The entire team struggled through the second period, which might have been the Capitals' worst 20-minute stretch in a decade. They managed only three shots -- the third coming at the buzzer -- and were dreadful in four power-play chances.

Early in the period, which began with Washington nursing a 2-1 lead, Olympian Kevin Stevens of Boston College was penalized for holding. He complained so vehemently that referee Dan Marouelli tacked on an extra minor for unsportsmanlike conduct.

During Washington's four-minute power play, the only two shots were launched by the shorthanded Olympians. On just two occasions were the Capitals able to cross the Olympians' blue line under their own power.

Later, a penalty to Guy Gosselin of Minnesota-Duluth for hooking was followed by a delay penalty to goalie Richter, who flipped the puck over the glass.

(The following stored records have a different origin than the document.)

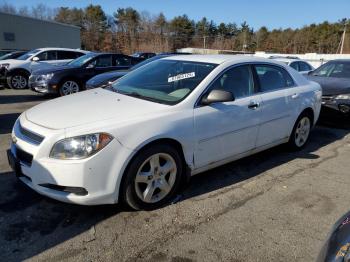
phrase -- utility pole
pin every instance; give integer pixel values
(343, 40)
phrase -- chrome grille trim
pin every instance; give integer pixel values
(28, 135)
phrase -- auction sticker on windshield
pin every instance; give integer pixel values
(181, 77)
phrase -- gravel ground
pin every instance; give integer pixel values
(274, 206)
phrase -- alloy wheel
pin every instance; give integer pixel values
(155, 178)
(18, 82)
(69, 87)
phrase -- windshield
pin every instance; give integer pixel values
(163, 81)
(338, 70)
(4, 57)
(28, 55)
(82, 60)
(147, 61)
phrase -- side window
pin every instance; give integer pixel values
(62, 55)
(122, 61)
(42, 56)
(238, 80)
(295, 66)
(304, 66)
(78, 54)
(103, 61)
(273, 78)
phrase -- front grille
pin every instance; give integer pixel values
(327, 98)
(24, 157)
(29, 136)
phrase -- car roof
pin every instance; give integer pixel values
(61, 49)
(218, 59)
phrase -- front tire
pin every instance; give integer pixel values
(152, 178)
(69, 87)
(301, 132)
(18, 81)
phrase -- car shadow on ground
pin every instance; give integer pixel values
(31, 224)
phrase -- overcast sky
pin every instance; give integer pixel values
(271, 13)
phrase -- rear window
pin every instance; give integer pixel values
(273, 78)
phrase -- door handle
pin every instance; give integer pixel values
(253, 105)
(294, 96)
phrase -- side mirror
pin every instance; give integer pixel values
(91, 65)
(216, 96)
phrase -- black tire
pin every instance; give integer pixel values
(18, 81)
(129, 195)
(62, 91)
(293, 139)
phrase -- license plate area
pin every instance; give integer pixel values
(14, 163)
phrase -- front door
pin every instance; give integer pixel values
(277, 93)
(223, 130)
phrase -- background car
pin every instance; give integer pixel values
(143, 55)
(334, 78)
(72, 77)
(17, 71)
(13, 55)
(106, 78)
(139, 139)
(301, 66)
(337, 245)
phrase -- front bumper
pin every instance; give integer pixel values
(91, 181)
(44, 87)
(341, 105)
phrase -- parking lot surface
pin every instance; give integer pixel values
(274, 206)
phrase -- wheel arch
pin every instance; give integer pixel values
(310, 112)
(168, 141)
(18, 70)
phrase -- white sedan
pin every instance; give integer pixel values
(136, 141)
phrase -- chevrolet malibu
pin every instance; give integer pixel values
(138, 140)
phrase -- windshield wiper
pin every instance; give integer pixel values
(138, 95)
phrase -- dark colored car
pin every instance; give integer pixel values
(71, 78)
(105, 79)
(143, 55)
(334, 78)
(337, 246)
(13, 55)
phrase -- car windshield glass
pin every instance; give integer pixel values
(28, 55)
(149, 60)
(4, 57)
(338, 70)
(82, 60)
(163, 81)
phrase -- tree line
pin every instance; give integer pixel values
(129, 30)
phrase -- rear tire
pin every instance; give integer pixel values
(301, 132)
(18, 81)
(152, 178)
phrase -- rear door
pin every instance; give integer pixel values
(224, 130)
(277, 90)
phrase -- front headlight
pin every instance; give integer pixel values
(80, 147)
(345, 96)
(5, 65)
(44, 77)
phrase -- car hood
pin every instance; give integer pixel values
(332, 85)
(104, 78)
(13, 62)
(53, 69)
(88, 107)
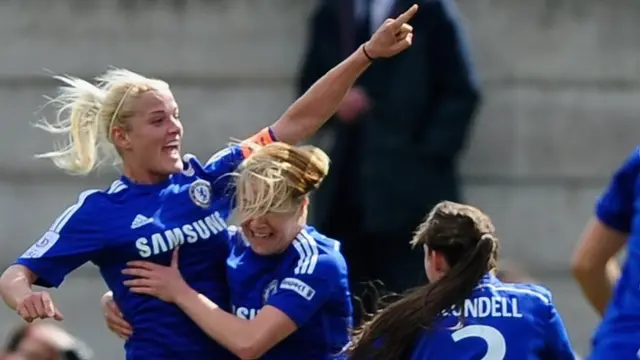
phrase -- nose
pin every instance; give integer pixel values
(254, 222)
(175, 126)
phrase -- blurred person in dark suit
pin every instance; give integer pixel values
(44, 341)
(396, 140)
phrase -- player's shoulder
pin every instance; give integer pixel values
(316, 253)
(632, 161)
(315, 244)
(535, 293)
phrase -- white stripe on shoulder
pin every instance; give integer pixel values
(517, 290)
(116, 186)
(307, 248)
(62, 220)
(217, 156)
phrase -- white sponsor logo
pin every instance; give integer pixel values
(41, 246)
(299, 287)
(166, 241)
(140, 221)
(200, 193)
(269, 290)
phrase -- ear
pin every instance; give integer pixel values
(120, 138)
(304, 205)
(439, 262)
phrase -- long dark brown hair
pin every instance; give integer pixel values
(465, 237)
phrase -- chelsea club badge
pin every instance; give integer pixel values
(200, 193)
(269, 290)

That put Washington two men up for 72 seconds, but the only shot was a long drive by Stevens. It came at 12:46 and was the Capitals' first of the period.

When the Olympians finally were awarded a power play, with Stevens penalized for kneeing, they pulled into a 2-2 tie on a short-side drive from the right-wing circle by Lane MacDonald of Harvard.

The score stayed that way through the first 15 minutes of the third period. Overlapping penalties to Lou Franceschetti and Garry Galley gave the Olympians a two-man advantage for 75 seconds and Stevens was without a stick much of that time. But he, Gustafsson and Rod Langway killed off the penalties and the Capitals were in control until Ridley finally won it.

The Olympians tested Washington goalie Pete Peeters only 17 times, a mere four in the third period. Except for Kevin Miller of Michigan State, the brother of Capital Kelly Miller, they seemed more anxious to pass than shoot.

Miller, by far the best of the Olympians, scored a first-period goal and Peeters made sensational saves with blocker and glove to stop him on two other occasions.

"I thought they played very well, but they had a lot of good chances to shoot at the net and they didn't take them," Peeters said. "If they had taken more shots, maybe the outcome would have been different.

"I couldn't believe that in some situations they didn't shoot. They'd have the defense backed in on top of me and they'd be looking for the pass. Maybe they want to play European style and they're preparing for the games on the big Olympic ice, but no matter where they play, if they don't shoot, they won't score."

One of Peeters' better saves came on Steve Leach's second-period deflection of a drive by Jeff Norton of Michigan. Leach is on loan from the Capitals and he probably was more disappointed than most by the Olympians' fourth straight one-goal loss against NHL opposition.

"It's pretty frustrating, because we've been playing so well," Leach said. "We're not finishing off. We're passing off rather than shooting -- it's been the case for the whole NHL tour. We're just trying to be too fine too early, that's what it boils down to."

The Capitals evened their exhibition record at 2-2-1, but besides showing some rough spots on offense, they were hit in the injury department, winger Greg Adams departing in the second period with a hyperextended right elbow. Adams checked defender Scott Young of Boston University, spun off him and banged the elbow on the boards.

"I hit the kid and bounced against the boards," said Adams, who will be checked out today. "Right away, I knew I'd hurt something. I haven't been injured a lot, so it was a funny feeling, but I knew that instant something was wrong."